1. 21

  2. 6

    The “AI art” debate usually makes an assumption that models for image generation are already as good as humans, or soon will be. While I enjoy a philosophical discussion, my personal experience with those image generators shows that it will take a long time for those discussions to actually become relevant. ;)

    In that release post, for example, the image for a dream of an open-source universe of creativity is kinda neat — a robed figure in front of filament domes with a starry sky in the background. I went to try that prompt and the first result looked like a generic space-themed image with “dreamm-drame” (sic) text on purple background. I tried a couple more, and I don’t know how many attempts it takes to get anything like the one they picked for the post.

    When DALL-E et al. became public, I was quite excited because I thought I finally could generate simple illustrations without bothering any humans. Those images in release announcements do look great for AI-generated outputs for sure, so I thought I can get the same.

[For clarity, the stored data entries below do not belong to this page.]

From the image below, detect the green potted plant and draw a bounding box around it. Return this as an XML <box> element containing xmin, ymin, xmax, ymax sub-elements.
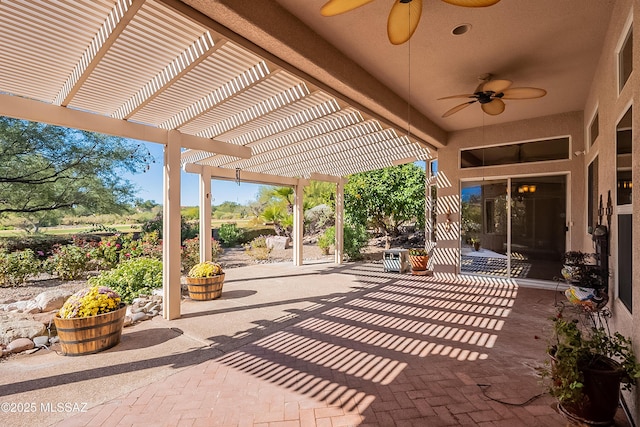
<box><xmin>408</xmin><ymin>248</ymin><xmax>429</xmax><ymax>272</ymax></box>
<box><xmin>185</xmin><ymin>261</ymin><xmax>225</xmax><ymax>301</ymax></box>
<box><xmin>54</xmin><ymin>286</ymin><xmax>126</xmax><ymax>356</ymax></box>
<box><xmin>543</xmin><ymin>307</ymin><xmax>640</xmax><ymax>425</ymax></box>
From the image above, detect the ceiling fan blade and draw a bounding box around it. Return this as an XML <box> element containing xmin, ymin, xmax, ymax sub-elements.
<box><xmin>387</xmin><ymin>0</ymin><xmax>423</xmax><ymax>45</ymax></box>
<box><xmin>482</xmin><ymin>79</ymin><xmax>512</xmax><ymax>93</ymax></box>
<box><xmin>320</xmin><ymin>0</ymin><xmax>374</xmax><ymax>16</ymax></box>
<box><xmin>482</xmin><ymin>99</ymin><xmax>505</xmax><ymax>115</ymax></box>
<box><xmin>501</xmin><ymin>87</ymin><xmax>547</xmax><ymax>99</ymax></box>
<box><xmin>437</xmin><ymin>93</ymin><xmax>475</xmax><ymax>100</ymax></box>
<box><xmin>441</xmin><ymin>0</ymin><xmax>501</xmax><ymax>7</ymax></box>
<box><xmin>442</xmin><ymin>101</ymin><xmax>476</xmax><ymax>118</ymax></box>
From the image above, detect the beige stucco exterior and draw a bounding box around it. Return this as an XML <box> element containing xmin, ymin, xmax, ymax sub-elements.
<box><xmin>432</xmin><ymin>0</ymin><xmax>639</xmax><ymax>419</ymax></box>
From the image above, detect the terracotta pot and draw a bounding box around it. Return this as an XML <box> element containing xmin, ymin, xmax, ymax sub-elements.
<box><xmin>409</xmin><ymin>255</ymin><xmax>428</xmax><ymax>271</ymax></box>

    In reality, even in simple cases I had to sift through piles of garbage to pick out a somewhat decent-looking image. Generating a photo of an imaginary person without iconic GAN artifacts is still ten misses per one hit — most of the time you can see where exactly it stitched multiple faces together. So, out of a hundred images, 90 are just bad and the remaining ten are not bad but not necessarily what you want.

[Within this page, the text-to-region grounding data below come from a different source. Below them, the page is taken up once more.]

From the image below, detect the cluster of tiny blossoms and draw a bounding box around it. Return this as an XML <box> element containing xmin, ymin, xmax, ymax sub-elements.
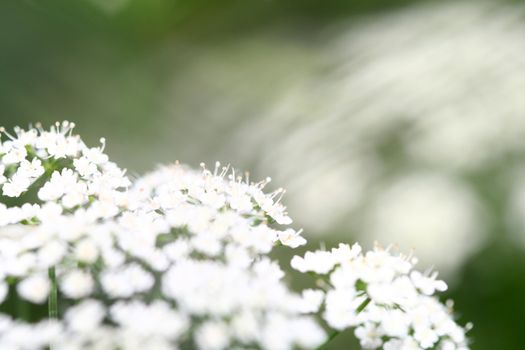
<box><xmin>0</xmin><ymin>122</ymin><xmax>470</xmax><ymax>350</ymax></box>
<box><xmin>0</xmin><ymin>121</ymin><xmax>131</xmax><ymax>225</ymax></box>
<box><xmin>292</xmin><ymin>244</ymin><xmax>471</xmax><ymax>350</ymax></box>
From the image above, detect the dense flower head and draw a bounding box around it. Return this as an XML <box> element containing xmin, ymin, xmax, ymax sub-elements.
<box><xmin>292</xmin><ymin>243</ymin><xmax>471</xmax><ymax>350</ymax></box>
<box><xmin>130</xmin><ymin>163</ymin><xmax>306</xmax><ymax>253</ymax></box>
<box><xmin>0</xmin><ymin>122</ymin><xmax>470</xmax><ymax>350</ymax></box>
<box><xmin>0</xmin><ymin>123</ymin><xmax>319</xmax><ymax>349</ymax></box>
<box><xmin>0</xmin><ymin>121</ymin><xmax>130</xmax><ymax>226</ymax></box>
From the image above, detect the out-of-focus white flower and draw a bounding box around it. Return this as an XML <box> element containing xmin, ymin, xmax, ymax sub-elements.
<box><xmin>64</xmin><ymin>299</ymin><xmax>105</xmax><ymax>333</ymax></box>
<box><xmin>17</xmin><ymin>274</ymin><xmax>51</xmax><ymax>304</ymax></box>
<box><xmin>297</xmin><ymin>289</ymin><xmax>324</xmax><ymax>314</ymax></box>
<box><xmin>60</xmin><ymin>271</ymin><xmax>94</xmax><ymax>299</ymax></box>
<box><xmin>361</xmin><ymin>173</ymin><xmax>484</xmax><ymax>274</ymax></box>
<box><xmin>291</xmin><ymin>250</ymin><xmax>335</xmax><ymax>274</ymax></box>
<box><xmin>110</xmin><ymin>300</ymin><xmax>188</xmax><ymax>340</ymax></box>
<box><xmin>195</xmin><ymin>321</ymin><xmax>230</xmax><ymax>350</ymax></box>
<box><xmin>355</xmin><ymin>323</ymin><xmax>383</xmax><ymax>349</ymax></box>
<box><xmin>331</xmin><ymin>243</ymin><xmax>362</xmax><ymax>264</ymax></box>
<box><xmin>73</xmin><ymin>238</ymin><xmax>99</xmax><ymax>264</ymax></box>
<box><xmin>37</xmin><ymin>241</ymin><xmax>67</xmax><ymax>268</ymax></box>
<box><xmin>101</xmin><ymin>264</ymin><xmax>154</xmax><ymax>298</ymax></box>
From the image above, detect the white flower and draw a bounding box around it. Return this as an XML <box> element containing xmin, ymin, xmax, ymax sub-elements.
<box><xmin>331</xmin><ymin>243</ymin><xmax>362</xmax><ymax>264</ymax></box>
<box><xmin>162</xmin><ymin>239</ymin><xmax>191</xmax><ymax>262</ymax></box>
<box><xmin>381</xmin><ymin>309</ymin><xmax>410</xmax><ymax>338</ymax></box>
<box><xmin>260</xmin><ymin>313</ymin><xmax>325</xmax><ymax>350</ymax></box>
<box><xmin>61</xmin><ymin>182</ymin><xmax>88</xmax><ymax>208</ymax></box>
<box><xmin>195</xmin><ymin>321</ymin><xmax>230</xmax><ymax>350</ymax></box>
<box><xmin>265</xmin><ymin>204</ymin><xmax>293</xmax><ymax>225</ymax></box>
<box><xmin>2</xmin><ymin>175</ymin><xmax>30</xmax><ymax>197</ymax></box>
<box><xmin>410</xmin><ymin>271</ymin><xmax>448</xmax><ymax>295</ymax></box>
<box><xmin>414</xmin><ymin>325</ymin><xmax>439</xmax><ymax>348</ymax></box>
<box><xmin>225</xmin><ymin>244</ymin><xmax>252</xmax><ymax>268</ymax></box>
<box><xmin>235</xmin><ymin>225</ymin><xmax>275</xmax><ymax>253</ymax></box>
<box><xmin>45</xmin><ymin>169</ymin><xmax>80</xmax><ymax>200</ymax></box>
<box><xmin>110</xmin><ymin>300</ymin><xmax>188</xmax><ymax>340</ymax></box>
<box><xmin>278</xmin><ymin>228</ymin><xmax>307</xmax><ymax>248</ymax></box>
<box><xmin>36</xmin><ymin>202</ymin><xmax>63</xmax><ymax>222</ymax></box>
<box><xmin>2</xmin><ymin>143</ymin><xmax>27</xmax><ymax>164</ymax></box>
<box><xmin>191</xmin><ymin>232</ymin><xmax>222</xmax><ymax>256</ymax></box>
<box><xmin>292</xmin><ymin>317</ymin><xmax>327</xmax><ymax>349</ymax></box>
<box><xmin>17</xmin><ymin>274</ymin><xmax>51</xmax><ymax>304</ymax></box>
<box><xmin>37</xmin><ymin>241</ymin><xmax>67</xmax><ymax>267</ymax></box>
<box><xmin>65</xmin><ymin>299</ymin><xmax>105</xmax><ymax>333</ymax></box>
<box><xmin>46</xmin><ymin>133</ymin><xmax>79</xmax><ymax>159</ymax></box>
<box><xmin>384</xmin><ymin>337</ymin><xmax>420</xmax><ymax>350</ymax></box>
<box><xmin>4</xmin><ymin>252</ymin><xmax>37</xmax><ymax>277</ymax></box>
<box><xmin>323</xmin><ymin>289</ymin><xmax>363</xmax><ymax>330</ymax></box>
<box><xmin>355</xmin><ymin>323</ymin><xmax>383</xmax><ymax>349</ymax></box>
<box><xmin>83</xmin><ymin>142</ymin><xmax>109</xmax><ymax>165</ymax></box>
<box><xmin>101</xmin><ymin>264</ymin><xmax>154</xmax><ymax>298</ymax></box>
<box><xmin>162</xmin><ymin>260</ymin><xmax>243</xmax><ymax>316</ymax></box>
<box><xmin>297</xmin><ymin>289</ymin><xmax>324</xmax><ymax>313</ymax></box>
<box><xmin>73</xmin><ymin>238</ymin><xmax>99</xmax><ymax>264</ymax></box>
<box><xmin>38</xmin><ymin>170</ymin><xmax>68</xmax><ymax>201</ymax></box>
<box><xmin>291</xmin><ymin>250</ymin><xmax>335</xmax><ymax>274</ymax></box>
<box><xmin>231</xmin><ymin>312</ymin><xmax>258</xmax><ymax>342</ymax></box>
<box><xmin>74</xmin><ymin>156</ymin><xmax>98</xmax><ymax>177</ymax></box>
<box><xmin>60</xmin><ymin>270</ymin><xmax>94</xmax><ymax>299</ymax></box>
<box><xmin>297</xmin><ymin>244</ymin><xmax>470</xmax><ymax>350</ymax></box>
<box><xmin>17</xmin><ymin>158</ymin><xmax>45</xmax><ymax>179</ymax></box>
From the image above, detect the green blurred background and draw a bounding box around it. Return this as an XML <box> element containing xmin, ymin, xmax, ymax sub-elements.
<box><xmin>2</xmin><ymin>0</ymin><xmax>525</xmax><ymax>348</ymax></box>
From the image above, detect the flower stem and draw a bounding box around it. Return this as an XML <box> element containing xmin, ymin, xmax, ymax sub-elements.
<box><xmin>48</xmin><ymin>267</ymin><xmax>58</xmax><ymax>319</ymax></box>
<box><xmin>356</xmin><ymin>297</ymin><xmax>371</xmax><ymax>314</ymax></box>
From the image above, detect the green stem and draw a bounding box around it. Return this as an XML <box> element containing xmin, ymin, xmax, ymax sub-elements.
<box><xmin>356</xmin><ymin>297</ymin><xmax>371</xmax><ymax>314</ymax></box>
<box><xmin>48</xmin><ymin>267</ymin><xmax>58</xmax><ymax>319</ymax></box>
<box><xmin>316</xmin><ymin>297</ymin><xmax>371</xmax><ymax>350</ymax></box>
<box><xmin>48</xmin><ymin>267</ymin><xmax>58</xmax><ymax>350</ymax></box>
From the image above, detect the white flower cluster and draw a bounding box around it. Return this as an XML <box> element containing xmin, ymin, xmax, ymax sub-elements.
<box><xmin>292</xmin><ymin>243</ymin><xmax>471</xmax><ymax>350</ymax></box>
<box><xmin>122</xmin><ymin>164</ymin><xmax>320</xmax><ymax>349</ymax></box>
<box><xmin>131</xmin><ymin>163</ymin><xmax>306</xmax><ymax>252</ymax></box>
<box><xmin>0</xmin><ymin>121</ymin><xmax>130</xmax><ymax>226</ymax></box>
<box><xmin>0</xmin><ymin>123</ymin><xmax>470</xmax><ymax>350</ymax></box>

    For a time I thought that generating less challenging stuff is doable and I’m just bad at writing prompts. Writing better prompts kinda does help one get closer to what one wants, but it’s not a key to avoiding images that are poorly generated. They still misunderstand very simple instructions like “looking at viewer” routinely. Some things simply weren’t in the training data — both DALL-E and Stable Diffusion don’t understand what’s a shovel or a pitchfork, so generating images of farmers gives very amusing results.

    It’s interesting to imagine a future where AI-generated art competes with human illustrators, but that future isn’t there and I doubt it will be soon.

    1. 6

      both DALL-E and Stable Diffusion don’t understand what’s a shovel or a pitchfork, so generating images of farmers gives very amusing results.

      This is an interesting case of implicit bias - because the training set is publically available images, and a lot of those are stock photography, you will get good results for “businessperson” and “student” but less good results for those work categories where stock photography doesn’t have as much of a market.

      1. 2

        I have a related, and possibly stupid question that I hope someone who’s more familiar with modern AI/statistical learning can answer.

        So a long time ago (to put it in context, GPGPUs were a hot new thing) the team I was in experimented with some statistical models. This was in a completely unrelated field, with largely unrelated technology, and it’s distilled from boring shit based on Maxwell’s equation so the description may not be very clear, hence the “possibly stupid” part. Also it was a long time ago, sorry for the lack of detail – I really don’t remember much, this was a super-early experiment that our profs weren’t too confident about anyway, so I never built anything worth publishing.

        One of the problems we struggled with was that, the more “things” we tried to get our models to recognize, the worse it got at discriminating between them. Basically, when our model recognized “spheres”, “pyramids” and “cubes” (air quotes ‘cause those weren’t spheres and cubes) it did okay. But, as we expanded it to more “shapes”, it got worse at discriminating between things that didn’t look like archetypal “spheres” and “cubes”. Expanding the model effectively dilluted its ability to discriminate subtle features, to the point that “spheres” that looked enough like “cubes” if you squinted would be unreliably labeled as “spheres”, even though an earlier and technically not as trained model could reliably discriminate between them.

        This was, like I said, super early, and I had zero experience with statistical learning, so it’s obviously likely I just sucked at using this thing. However, I did get to meet someone who’d been distantly involved in the development of a similar model and she told me this was a problem that they’d been aware of.

        Do models like those involved in DALL-E and SD suffer from analogous problems? As in, if the training set is expanded to add further sample point categories (i.e. further work categories), without adding further samples for the currently-known categories, would the model get worse at generating images?

        1. 2

          I think the question is mostly about model capacity. Once your model capacity saturated, you tends to “forget” things previously seen. Large models as conventionally understands are “under-trained”, meaning while over-emphasize on particular samples would overfit, if the sample distribution is “fair”, it won’t. Also, attention (transformers) helps as demonstrated by GATO (https://www.deepmind.com/publications/a-generalist-agent) and there are other more advanced (but less popular, due to size and TBH, dubious about effectiveness) models such as MoE (Mixed of Experts) models try to address this issues of incremental learning, among other things.

          1. 1

            Ooh, cool, thanks! My handful of weeks of hands-on experience with this precede most of the articles in the GATO paper bibliography, so a lot of that material is way over my head, but I think I can get a basic grasp of this by hopping from keyword to keyword. Awesome!